Reputational Analysis, a Key Tool to Corporate Transactions
April 11, 2022
The M&A market is booming. In 2021, according to Refinitiv data, 63,000 M&A transactions were completed worldwide, up 24% from the previous year, and the value of these transactions exceeded 5 trillion euros.
In Spain, there was also record growth, with more than 1,500 transactions, 40% more than in 2020, reaching a total volume of more than 90,000 million euros. But amid this boom in corporate transactions (which also extends to other strategic agreements, such as joint ventures) there are also many projects that for several reasons end up not being completed. Hence the importance of due diligence processes, which companies perform before undertaking such a transaction to ensure that everything is in order on the other side.
A due diligence is a standard procedure that is normally carried out to ascertain a company's financial and legal situation. Less frequent, but increasingly important within the business world, is to commission a reputational due diligence, which analyses the existence of potential hidden risks such as inappropriate trade relations, negative press references, controversial political connections, or vis-a-vis third parties, bad-reputation managers, involvement in cases of fraud or corruption, international and regulatory sanctions, litigation, debts… It is, in short, about trying to anticipate potential risks that may affect the reputation of the subjects involved in a transaction.
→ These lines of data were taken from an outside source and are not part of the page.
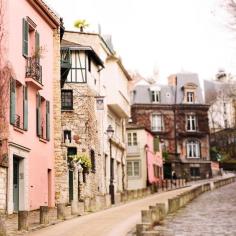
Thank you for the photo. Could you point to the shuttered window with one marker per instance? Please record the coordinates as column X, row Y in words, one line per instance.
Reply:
column 156, row 144
column 48, row 120
column 37, row 42
column 38, row 115
column 25, row 107
column 12, row 101
column 25, row 38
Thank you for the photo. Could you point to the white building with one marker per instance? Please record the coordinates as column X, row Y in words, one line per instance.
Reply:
column 113, row 96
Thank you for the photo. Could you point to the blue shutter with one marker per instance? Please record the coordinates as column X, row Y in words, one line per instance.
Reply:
column 25, row 37
column 38, row 115
column 48, row 120
column 12, row 101
column 37, row 44
column 25, row 107
column 156, row 144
The reputational due diligence entails searching for and analysing the wealth of information provided by the Internet and other sources, such as public or restricted access databases. In addition, they have incorporated advanced data analysis techniques (Data Science & Analytics) in recent years, confirming the trend that technology plays a key role in this type of services.
At the same time, the traditional analysis of information is supplemented by consultations with industry experts, financial analysts, and other sources, which provide a customised knowledge of different sectors and geographical areas and, in turn, maintain a wide network of contacts.
But as important or more important than getting the information about the counterpart is to deal with it properly: to filter it (by separating the wheat from the chaff in a context jammed by fake news), to objectify it as per the messages sources, to analyze it in an integral way, to cross-reference it, to try to corroborate it and reach conclusions that can help the client make an appropriate decision on the risks of the transaction in question. In addition, the analysis needs to be tailored to the customer's sensitivity. For example, large multinationals are often overly sensitive to the risks arising from the participation of politically exposed persons in the Board of Directors.
Much attention must also be paid to what is happening around the world. The paradigmatic case nowadays being the invasion of Ukraine, which obviously multiplies the reputational risks of some corporate transactions. However, other minor or low-profile issues should also be taken into consideration when investigating the public perception of a potential partner.
Meet Your Travel Companions
Reputational analysis bridges the information gap catering for the need, in a world as complex as today, for companies to know in depth who their potential travel companions are. The final aim is for the client to be able to decide on the transaction with full knowledge of all the circumstances, either by going ahead with it, setting up appropriate conditions or, as a last resort, aborting it.
The latter option is not just a mere working assumption. Sometimes, a reputational due diligence causes the negotiations of a transaction, however advanced, to grind to a halt. At FTI Consulting we have some recent examples of transactions that did not get closed, such as a potential joint venture in the infrastructure sector that was not carried out because of the counterpart's connections with the armed forces of an African country, or the acquisition of a gambling industry multinational that was also cancelled because of the involvement of one of its main managers in a money laundering case.
Interest in reputational due diligence has grown exponentially in recent years. We have seen an increase in reputational due diligence activity in North America and EMEA over the past five years. Finance and infrastructure are among the industries with the greatest demand, and there has also been a growing interest in activities linked to the coronavirus pandemic, such as health or leisure (hospitality and catering), one of the most affected sectors.
The increasing demand for this type of service arises, in addition to the boom in corporate transactions, out of the economic globalization and the growing importance of regulatory matters, given the exposure of companies to get sanctioned both by local policies and by foreign countries in which they operate. The incorporation into the Spanish Penal Code of corporate criminal liability and the increasing obligations in money laundering and financing of terrorism forces companies to exercise extreme caution and ensure that reputational risks arising from agreements with other companies are under control.
To quote the British philosopher Sir Francis Bacon: “knowledge is power.” Reputational due diligence helps companies wield this power.